The idea continues in our factories today, where everything that can be automated is automated. Car factories are the largest adopters of robots, and today all welding and painting is done by robots, with ambitions for entire vehicles to soon be built automatically. And while robots have been around for several decades, the last 10 years have seen an explosion in artificial intelligence (and specifically methods such as machine learning). These advanced computer algorithms inspired by the way the brain works provide the latest way we can perform automation.
AUTOMATICALLY BETTER
We can use artificial intelligence to drive our vehicles, to design products, even to compose music or make art. Artificial intelligence will soon be able to imitate our images and sounds perfect, meaning that actors and performers can be computer-generated. Artificial intelligence can generate text in any style and content, so writing can be automated. It can understand our patterns of behavior and influence us automatically – enabling the marketeers’ dream of encouraging us to purchase or vote in ways we otherwise might not.

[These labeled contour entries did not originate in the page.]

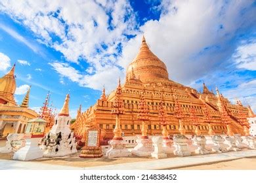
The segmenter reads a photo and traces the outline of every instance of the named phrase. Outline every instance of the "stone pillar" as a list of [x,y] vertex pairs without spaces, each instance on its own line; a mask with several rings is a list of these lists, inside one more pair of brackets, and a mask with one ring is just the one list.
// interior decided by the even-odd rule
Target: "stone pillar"
[[151,156],[156,159],[167,158],[166,154],[163,153],[162,142],[163,139],[161,137],[154,137],[152,138],[154,152],[151,153]]
[[17,122],[14,123],[14,125],[13,126],[13,127],[14,127],[14,133],[18,133],[18,127],[20,127],[20,122]]
[[29,161],[43,158],[43,150],[38,146],[41,138],[29,138],[26,139],[26,146],[13,156],[13,159]]
[[175,150],[173,153],[175,155],[179,156],[190,156],[191,153],[188,150],[188,139],[184,135],[175,135],[173,136],[173,142]]
[[228,150],[234,150],[234,151],[239,151],[241,150],[238,148],[236,144],[236,139],[234,137],[228,136],[225,137],[225,144],[228,146],[227,148]]
[[249,149],[256,149],[256,137],[245,136],[243,137],[245,139]]
[[106,154],[108,158],[131,156],[131,153],[125,148],[125,142],[123,141],[111,140],[110,144],[111,148]]
[[163,150],[165,153],[167,154],[173,154],[173,141],[170,139],[163,139]]
[[212,137],[213,147],[212,150],[215,152],[228,152],[228,150],[224,144],[224,141],[225,141],[221,135],[217,135]]
[[240,134],[235,134],[234,135],[236,140],[236,145],[238,148],[247,148],[247,145],[244,142],[244,139],[241,137]]
[[195,150],[195,153],[198,154],[207,154],[210,152],[206,149],[206,139],[203,135],[195,135],[193,138],[194,144],[198,148]]
[[140,137],[136,140],[137,145],[132,150],[132,154],[138,156],[151,156],[151,152],[154,151],[152,141],[147,136],[146,137],[146,138],[144,137],[144,139]]

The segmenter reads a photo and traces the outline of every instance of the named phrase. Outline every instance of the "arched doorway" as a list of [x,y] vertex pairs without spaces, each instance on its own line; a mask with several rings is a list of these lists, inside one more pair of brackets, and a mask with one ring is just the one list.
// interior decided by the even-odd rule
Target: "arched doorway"
[[23,126],[23,129],[22,129],[22,133],[25,133],[25,129],[26,129],[26,124]]
[[14,124],[12,123],[6,124],[3,127],[3,137],[6,137],[9,134],[14,133]]
[[18,126],[18,131],[17,131],[17,133],[21,133],[22,125],[22,124],[20,124],[20,125]]

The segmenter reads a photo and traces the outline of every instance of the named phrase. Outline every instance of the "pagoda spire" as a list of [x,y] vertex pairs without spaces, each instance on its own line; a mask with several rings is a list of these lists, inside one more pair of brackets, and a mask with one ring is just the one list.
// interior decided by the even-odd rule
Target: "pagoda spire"
[[13,65],[12,69],[11,69],[10,71],[7,74],[6,74],[5,75],[13,76],[14,78],[15,77],[15,76],[14,76],[15,66],[16,66],[16,64],[14,63]]
[[20,107],[27,107],[27,108],[28,107],[28,103],[30,102],[30,88],[31,88],[31,85],[30,86],[30,88],[27,91],[27,93],[26,94],[24,98],[23,99],[23,101],[20,105]]
[[60,110],[60,112],[58,114],[58,116],[70,116],[69,108],[68,108],[69,101],[70,101],[70,94],[68,93],[66,95],[64,103],[63,104],[63,107],[62,107],[62,109]]
[[236,104],[238,105],[239,105],[239,106],[243,106],[243,105],[242,104],[242,102],[241,102],[241,101],[240,100],[239,100],[239,99],[236,99]]
[[79,108],[78,110],[77,110],[77,115],[76,115],[76,118],[77,118],[79,116],[81,116],[81,108],[82,108],[82,105],[80,104]]
[[216,85],[216,87],[215,87],[215,90],[216,90],[216,95],[217,95],[217,96],[220,97],[221,97],[221,94],[219,93],[219,89],[218,89],[218,87],[217,87],[217,85]]
[[146,42],[146,39],[145,39],[145,37],[144,36],[144,34],[143,34],[143,36],[142,36],[142,41],[141,42]]
[[208,94],[208,93],[211,93],[211,92],[208,90],[208,88],[207,88],[207,86],[204,82],[203,83],[203,93]]
[[131,73],[130,76],[130,79],[136,79],[136,76],[133,71],[133,67],[131,67]]
[[119,116],[124,114],[124,105],[122,99],[122,88],[121,87],[120,78],[118,80],[118,86],[116,90],[115,96],[112,111],[113,114],[116,114],[116,126],[113,131],[114,134],[113,140],[121,141],[123,138],[121,135],[122,130],[120,126]]
[[16,90],[15,64],[8,73],[0,78],[0,103],[16,105],[14,94]]
[[247,107],[248,108],[248,116],[249,118],[256,117],[256,115],[254,114],[253,111],[251,110],[251,107],[249,105]]
[[105,86],[103,86],[102,94],[100,96],[100,100],[106,101],[106,96],[105,93]]

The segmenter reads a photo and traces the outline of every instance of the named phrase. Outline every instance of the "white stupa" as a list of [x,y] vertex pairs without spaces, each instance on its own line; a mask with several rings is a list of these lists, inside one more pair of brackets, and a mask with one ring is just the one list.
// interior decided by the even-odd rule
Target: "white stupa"
[[67,94],[60,113],[54,118],[54,124],[41,142],[44,157],[64,156],[77,152],[74,133],[70,125],[68,103],[70,95]]

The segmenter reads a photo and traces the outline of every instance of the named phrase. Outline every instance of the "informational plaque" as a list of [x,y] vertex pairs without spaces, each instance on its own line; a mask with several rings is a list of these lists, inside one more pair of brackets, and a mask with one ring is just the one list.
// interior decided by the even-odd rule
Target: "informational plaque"
[[85,146],[82,148],[79,157],[83,158],[102,157],[102,150],[100,145],[100,129],[98,127],[87,129],[85,137]]
[[98,146],[98,130],[89,130],[87,146],[96,147]]

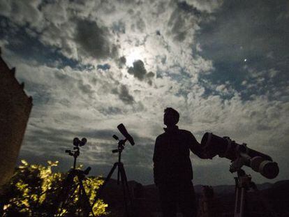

While automation is a commonly touted goal by those developing such technologies, it takes a certain genius to imagine something better. Instead of artificial intelligence, the idea of augmenting our own intelligence with technology was first proposed in 1960 by an American psychologist and computer scientist called Joseph Carl Robnett Licklider, in an important article titled ‘Mancomputer symbiosis’. Licklider went on to help create the modern computing world as we know it, from the ARPANET (which later became the internet) to graphical user interfaces. His ideas were revolutionary, for he believed that the new computer technology should be used for ‘intelligence amplification’ – not automation.
His influence was vast and as computer technologies grew more advanced, most software was created to amplify our abilities. A word processor helps us write better, it doesn’t write for us. A computer-aided design (CAD) package helps us design, it doesn’t create designs for us. Likewise in our vehicles, technologies now exist to help us park, avoid collisions and keep us safe. The whole philosophy of augmented intelligence is to put humans first, and technology second.
And here’s where we hit the turning point in history. Those who favour automation are increasingly squeezing the augmented intelligence solutions out. We’ve now got the technology to do it, so why not? If my word processor can check spelling and grammar, why not let it reword the whole sentence? Or write the entire piece? If my car can avoid a collision, why not let it drive? If my art package can blur the background of an image, why not let it create a new background? Or a new image? If my medical software can suggest drugs, why not let it diagnose and treat me? Those who favor automation always use the same arguments: it’s cheaper, more efficient, faster and better. But do these arguments always hold water?